I have a lot of points to address on how the CMS will improve its service to separated parents, and I will do my best to cover as many as I can. Many Members will have heard this topic being raised by constituents or in this House; it attracts great interest, as we have heard. I, too, am a constituency MP, and we have much better engagement and far fewer challenges in my area than in the past, but they are incredibly concerning. I appreciate all the MP caseworkers, charities and organisations who assist our constituents.

Family breakdown and partnership breakdown are extremely hard. As a single parent myself, I know how deeply emotional and different all those situations are. We would all want a magic wand in our constituency surgeries to help people going through such difficulties. I reassure the House that we are offering child maintenance support sessions with MPs’ offices in March to help with those constituency casework opportunities, so I am keen to hear from Members about particular areas they would like to cover. I hope that is of note.

I agree with the hon. Member for Westminster North (Ms Buck) about the challenge of how to best support separated families, and with regard to the poverty challenges if we do not get this right. She is completely right. Through family-based arrangements and the CMS, it is estimated that receiving parents got £2.4 billion annually in child maintenance payments between 2019 and 2021. As a result, 140,000 children were lifted out of poverty. The hon. Member for Weaver Vale (Mike Amesbury) mentioned that people are being held back from progressing and that the CMS is not working, and I would be very keen to see the constituency cases that he has raised.

I want to take the opportunity to reflect on the review. It was announced today, so this debate is incredibly timely and I thank the hon. Member for Caithness, Sutherland and Easter Ross for securing it. I am grateful for the excellent independent review of the CMS conducted by Dr Samantha Callan, who I met yesterday, and for the Government response to the review, which will be in Members’ inboxes this afternoon. The review was announced this morning, with an update. For those who are not aware, the Government response was released today and circulated to all Members of Parliament this afternoon. The report is really important and recognises that the CMS has worked very hard to improve the service and experience for those who are survivors of abuse, and remains motivated to take the practical step change to support parents to set up safe arrangements.

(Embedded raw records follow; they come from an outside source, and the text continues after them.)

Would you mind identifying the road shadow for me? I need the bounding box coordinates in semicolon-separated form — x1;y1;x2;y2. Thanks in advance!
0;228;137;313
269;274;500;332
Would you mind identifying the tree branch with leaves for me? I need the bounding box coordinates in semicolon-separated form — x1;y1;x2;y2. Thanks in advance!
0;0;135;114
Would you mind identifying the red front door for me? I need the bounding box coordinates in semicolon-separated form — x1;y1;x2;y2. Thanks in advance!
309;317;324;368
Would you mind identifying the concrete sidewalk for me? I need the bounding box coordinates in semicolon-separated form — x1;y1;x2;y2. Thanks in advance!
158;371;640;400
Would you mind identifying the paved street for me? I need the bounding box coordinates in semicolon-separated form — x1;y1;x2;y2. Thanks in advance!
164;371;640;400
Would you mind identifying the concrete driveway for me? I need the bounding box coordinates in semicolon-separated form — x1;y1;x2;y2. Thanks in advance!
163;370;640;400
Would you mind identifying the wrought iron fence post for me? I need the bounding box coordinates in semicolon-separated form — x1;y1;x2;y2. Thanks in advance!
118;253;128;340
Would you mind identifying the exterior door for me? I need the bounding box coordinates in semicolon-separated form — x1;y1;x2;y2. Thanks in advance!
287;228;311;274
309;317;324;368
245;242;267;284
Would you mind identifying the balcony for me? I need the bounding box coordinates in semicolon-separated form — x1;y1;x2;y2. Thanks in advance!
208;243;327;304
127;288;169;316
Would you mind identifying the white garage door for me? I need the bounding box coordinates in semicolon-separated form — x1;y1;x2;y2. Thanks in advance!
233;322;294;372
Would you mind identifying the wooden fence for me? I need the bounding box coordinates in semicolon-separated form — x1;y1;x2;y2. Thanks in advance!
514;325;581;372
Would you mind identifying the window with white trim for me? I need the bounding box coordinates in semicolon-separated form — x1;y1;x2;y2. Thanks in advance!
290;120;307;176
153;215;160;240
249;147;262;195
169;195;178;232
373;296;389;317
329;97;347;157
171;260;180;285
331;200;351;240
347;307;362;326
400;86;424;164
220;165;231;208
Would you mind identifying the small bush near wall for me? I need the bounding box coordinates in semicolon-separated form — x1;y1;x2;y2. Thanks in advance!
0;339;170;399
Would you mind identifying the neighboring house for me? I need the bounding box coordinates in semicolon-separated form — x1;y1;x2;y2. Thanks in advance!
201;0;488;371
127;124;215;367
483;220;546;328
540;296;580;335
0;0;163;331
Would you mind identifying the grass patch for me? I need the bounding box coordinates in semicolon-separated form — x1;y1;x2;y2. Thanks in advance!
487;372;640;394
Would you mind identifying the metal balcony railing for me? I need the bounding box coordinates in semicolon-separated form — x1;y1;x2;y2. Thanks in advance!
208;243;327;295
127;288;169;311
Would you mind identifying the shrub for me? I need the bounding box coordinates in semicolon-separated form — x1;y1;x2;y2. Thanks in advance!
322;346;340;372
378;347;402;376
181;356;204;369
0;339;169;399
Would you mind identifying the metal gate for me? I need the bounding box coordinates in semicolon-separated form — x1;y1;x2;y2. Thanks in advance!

In meeting Dr Callan yesterday, I also met and engaged with Lorna McNamara, who has campaigned for changes after the loss of her sister, Emma Day. She has taken part in the review and has been engaged during the process. Yesterday, ahead of the announcement, I engaged with Refuge, Gingerbread, Families Need Fathers, ManKind, the Domestic Abuse Commissioner, the chief executive officer of the Surviving Economic Abuse charity—who, as we heard in the debate, was giving further evidence today—my hon. Friend the Member for Hastings and Rye (Sally-Ann Hart) and the hon. Member for Birmingham, Yardley (Jess Phillips) in order to go through each and every recommendation and explain the Government’s thinking on this issue.

On recommendation 6, which the hon. Member for Rutherglen and Hamilton West (Margaret Ferrier) mentioned, it is that vital cross-Government work that will make the difference. Whether by working with separated parents groups or family hubs, we will absolutely ensure that, where we can pre-empt conflict and take the sting out of things, we do that across Government. That is a firm commitment.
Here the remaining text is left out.